Analyze Single Page Document

The Analyze Single Page Document activity uses the Amazon Textract AnalyzeDocument API to synchronously analyze a local document (DocumentPath) or a document stored in an S3 bucket (Bucket,DocumentName, and Version). If your document includes a table, you have the option to indicate if the first row contains column headers (DiscoverColumnHeaders) and/or ignore empty rows (IgnoreEmptyRows).
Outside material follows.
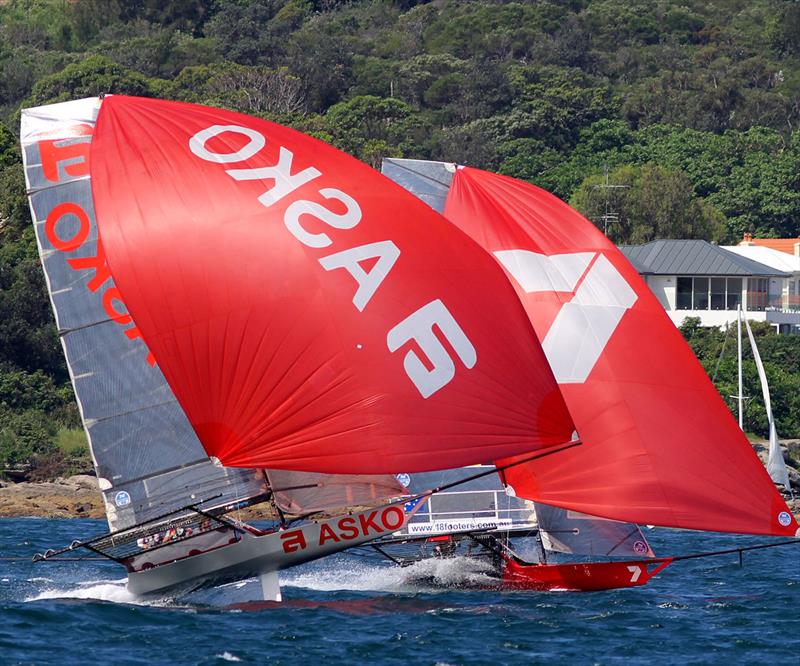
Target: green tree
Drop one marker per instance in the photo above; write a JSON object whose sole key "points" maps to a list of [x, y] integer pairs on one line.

After analyzing the document, the activity returns the document properties in a PageDetail object (Page) that you can use as input variables in other activities outside of the Amazon Textract Activities Package.

How It Works

The following steps and message sequence diagram is an example of how the activity works from design time (i.e., the activity dependencies and input/output properties) to run time.

Complete the Setup steps.
Add the Amazon Scope activity to your project.
Add the Analyze Single Page Document inside the Amazon Scope activity.
Enter values for the Local Path or the S3 Storage input properties.
Create and enter a PageDetail variable for your Output (Page) property.
Run the activity.
- Your input properties are sent to the AnalyzeDocument API.
- The API returns the PageDetail value (Page) to your output property variable.

Properties

The values for the following properties are specified when adding this activity to your project in UiPath Studio.

Common

DisplayName

The display name of the activity.

Attributes	Details
Type	`String`
Required	Yes
Default value	Amazon Scope
Allowed values	Enter a `String` or `String` variable.
Notes	N/A

Local Path

DocumentPath

The local location of the file that you want to analyze.

Attributes	Details
Type	`String`
Required	Yes (if S3 Storage properties are empty)
Default value	Empty
Allowed values	Enter a `String` or `String` variable.
Notes	Supported document formats: PNG and JPEG (PDF is not supported in synchronous calls).

Options

AnalysisType

Specifies the types of analysis to perform. Use Tables to return information about the tables that are detected in the input document and Forms to return detected form data.

Attributes	Details
Type	enum
Required	No.
Default value	All
Allowed values	All, Tables, Forms
Notes	N/A

DiscoverColumnHeaders

Indicates whether the tables in the document include column headers.

Attributes	Details
Type	Checkbox
Required	No
Default value	Not Selected
Allowed values	Selected or Not Selected
Notes	N/A

IgnoreEmptyRows

Indicates whether empty rows in the document tables should be ignored when analyzing the document.

Attributes	Details
Type	Checkbox
Required	No
Default value	Not Selected
Allowed values	Selected or Not Selected
Notes	N/A

S3 Storage

Bucket

The name of the Amazon S3 bucket where the document is stored.

Attributes	Details
Type	`String`
Required	Yes
Default value	Empty
Allowed values	Enter a `String` or `String` variable.
Notes	The AWS Region for the S3 bucket that contains the document must match the Region that you selected in the Amazon Scope activity. For Amazon Textract to process a file in an S3 bucket, the user must have permission to access the S3 bucket; for more information, see step 6 in the Create IAM User section of the Setup guide.

DocumentName

The case-sensitive name of the file in the specfied Bucket that you want to analyze.

Attributes	Details
Type	`String`
Required	Yes
Default value	Empty
Allowed values	Enter a `String` or `String` variable.
Notes	Supported document formats: PNG, JPEG, and PDF.

Version

If the bucket has versioning enabled, you can specify the object version.

Attributes	Details
Type	`String`
Required	No
Default value	Empty
Allowed values	Enter a `String` or `String` variable.
Notes	N/A

Misc

Private

If selected, the values of variables and arguments are no longer logged at Verbose level.

Attributes	Details
Type	Checkbox
Required	No
Default value	Not Selected
Allowed values	Selected or Not Selected
Notes	N/A

Output

Page

The properties extracted from the specified document.

Attributes	Details
Type	`PageDetail`
Required	No (recommended if you plan to use the output data in subsequent activities)
Default value	Empty
Allowed values	Enter a `PageDetail` variable
Notes	See Page Detail for the description of the of the PageDetail object and its properties.